Burning the Qur ‘an: Why Does it Make Muslims Mad?

On March 20, 2011, Terry Jones’ ultra-conservative Dove Outreach Church held a mock trial of the Qur’ an. After finding Islam’s holy book “guilty,” members of the tiny Gainesville, Florida, congregation watched as pastor Wayne Sapp burned a copy. Western media ignored the church’s provocative deed, but on March 24, Afghan President Hamid Karzai issued a formal complaint and brought the Qur’ an burning to his countrymen’s attention. Within a few days angry Afghans initiated a series of bloody reprisals against symbols of Western/ American influence. Hence, on April 1, stirred up by three mullahs at Friday prayer, a mob, 20,000 strong, assaulted the United Nations compound in the southern town of Mazar-i-Sharif. After overrunning police guards, the protesters broke into the building, where they killed “four UN guards from Nepal and then three foreign workers … a Norwegian, a Romanian, and a Swede.” On Saturday, the second, and Sunday, the third, angry mobs took to the streets of Kandahar. Waving Taliban flags, screaming “death to America” and “death to the slaves of the infidels,” the rioters headed toward the United Nations offices, seeking to slaughter the staff. After a series of violent confrontations with the police at least twenty-one people, including four police officers, lay dead.

Western commentators found Muslims’ bloody defense of their faith utterly repugnant. In a typical statement, Richard Land, president of the Southern Baptist Ethics and Religious Liberty Commission, exclaimed that “along with all Southern Baptists, I condemn the burning of any religious book. That is not the mark of a good neighbor, a good citizen, or a civilized being.” Nonetheless, he added, “I also condemn the riot and the killings of human beings in supposed retaliation for the burning of the Qur’ an. In civilized society one does not kill people for disrespecting the symbols or instruments of one’s faith.” Likewise, while “deploring any action that shows disrespect to any religious faith,” American ambassador to Afghanistan, Karl Eikenberry, insisted “that to attack and kill innocent people in response to the deplorable act of one individual is outrageous, and an affront to decency and dignity.”

In other words, insulting someone’s sacred beliefs constitutes bad manners, but is hardly something that warrants death and destruction. This perspective, so common among Westerners, is, however, the product of a civilization that has been thoroughly secularized and which now places greater emphasis on the sanctity of human life than the preservation of religious truth. And it is a point of view utterly at odds with Muslim thinking, to which we must now turn.

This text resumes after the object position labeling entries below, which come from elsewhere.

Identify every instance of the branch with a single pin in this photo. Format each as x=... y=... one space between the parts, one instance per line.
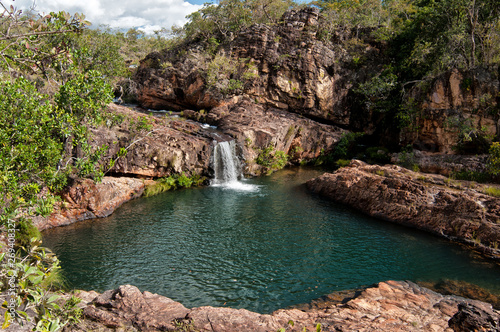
x=43 y=33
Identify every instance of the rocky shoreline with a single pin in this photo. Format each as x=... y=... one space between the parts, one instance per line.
x=388 y=306
x=457 y=210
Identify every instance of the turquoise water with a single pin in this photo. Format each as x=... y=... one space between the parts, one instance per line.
x=265 y=246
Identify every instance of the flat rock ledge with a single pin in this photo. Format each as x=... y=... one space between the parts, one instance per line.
x=456 y=210
x=85 y=199
x=388 y=306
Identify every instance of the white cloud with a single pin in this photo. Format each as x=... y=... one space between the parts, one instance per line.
x=148 y=15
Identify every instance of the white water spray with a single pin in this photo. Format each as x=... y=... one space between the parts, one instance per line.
x=227 y=168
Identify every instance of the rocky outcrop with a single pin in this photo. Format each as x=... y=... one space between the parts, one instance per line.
x=156 y=146
x=388 y=306
x=455 y=104
x=85 y=199
x=428 y=202
x=163 y=145
x=443 y=164
x=284 y=66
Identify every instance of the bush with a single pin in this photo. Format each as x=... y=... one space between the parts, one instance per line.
x=271 y=159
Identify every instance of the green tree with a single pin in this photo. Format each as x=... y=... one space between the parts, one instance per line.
x=24 y=39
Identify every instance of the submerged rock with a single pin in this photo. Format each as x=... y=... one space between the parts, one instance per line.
x=388 y=306
x=428 y=202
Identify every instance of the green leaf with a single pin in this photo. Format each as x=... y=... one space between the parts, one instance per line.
x=53 y=298
x=7 y=320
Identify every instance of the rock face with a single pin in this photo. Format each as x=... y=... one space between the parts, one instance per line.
x=157 y=146
x=427 y=202
x=256 y=127
x=442 y=163
x=86 y=199
x=285 y=66
x=388 y=306
x=454 y=101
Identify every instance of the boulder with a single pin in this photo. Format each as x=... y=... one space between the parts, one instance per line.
x=387 y=306
x=428 y=202
x=85 y=199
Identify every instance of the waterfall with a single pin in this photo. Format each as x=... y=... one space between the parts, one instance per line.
x=225 y=163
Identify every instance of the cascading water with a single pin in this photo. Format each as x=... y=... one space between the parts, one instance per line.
x=227 y=168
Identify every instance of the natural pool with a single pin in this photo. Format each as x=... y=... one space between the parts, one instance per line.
x=263 y=246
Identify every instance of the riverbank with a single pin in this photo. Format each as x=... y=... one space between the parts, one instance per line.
x=458 y=210
x=388 y=306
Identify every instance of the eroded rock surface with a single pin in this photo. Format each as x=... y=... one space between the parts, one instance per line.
x=388 y=306
x=284 y=66
x=455 y=99
x=256 y=127
x=428 y=202
x=85 y=199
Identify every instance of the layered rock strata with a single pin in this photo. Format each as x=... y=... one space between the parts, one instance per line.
x=388 y=306
x=256 y=127
x=85 y=199
x=455 y=104
x=427 y=202
x=284 y=66
x=163 y=145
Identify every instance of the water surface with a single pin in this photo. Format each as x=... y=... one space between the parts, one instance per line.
x=262 y=246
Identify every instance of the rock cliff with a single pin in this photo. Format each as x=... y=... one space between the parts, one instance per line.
x=455 y=106
x=388 y=306
x=428 y=202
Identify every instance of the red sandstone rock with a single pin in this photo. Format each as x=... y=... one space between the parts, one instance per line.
x=388 y=306
x=86 y=199
x=423 y=201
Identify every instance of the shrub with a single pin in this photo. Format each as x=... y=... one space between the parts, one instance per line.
x=271 y=159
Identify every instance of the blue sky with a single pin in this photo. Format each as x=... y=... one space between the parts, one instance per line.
x=148 y=15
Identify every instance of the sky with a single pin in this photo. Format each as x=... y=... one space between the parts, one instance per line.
x=147 y=15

Today, Muslims feel justified in using violence as a means to protect their religion from even the slightest hint of mockery or criticism. As an example, one need only look back to 1989/90, when Anglo-Indian novelist Salman Rushdie belittled the Prophet Mohammed, his wives, companions, and the Qur’ an itself. Upon learning about the book’s blasphemous message, Iran’s Ayatollah Khomeini issued a celebrated fatwa sentencing Rushdie and the book’s translators to death. More recently (2005), after Danish newspaper Jyllands-Posten published a series of cartoons depicting Mohammed as a suicide bomber and mocking the notion that such people will enjoy seventy-two virgins in heaven, Muslim mobs went on a rampage all across the planet. Typifying their fury, hundreds of Muslims in London, England, marched to the Danish Embassy waving placards that read “behead those who insult the Prophet” and “free speech, go to hell.”

At this point, the average Westerner, accustomed to religious jibes and jokes aimed at Christianity, Jesus, the Virgin Mary, and the pope, will ask a simple question: “Why are Muslims so touchy about criticism and so inclined to use violence against those who engage in it?” Let me offer an answer to that vital query: Muslims just know, beyond a shadow of doubt,  that Islam is true, and they are sure that failure to follow its teachings will cause chaos in this life then hellfire in the life to come. Killing is a small price to pay if it will stop those calamities—especially the latter—from taking place. Bearing that point in mind, we can understand why the enraged Afghans described earlier went on a homicidal rampage to protest Terry Jones’ Qur’an burning. If one does believe that “the Qur’an is the final revelation sent by God to humanity,” as they do, “the holy Scripture which guides humanity to being both prosperous in this world and in the hereafter,” then murdering its foes is a lesser evil than submitting to soul-destroying blasphemy.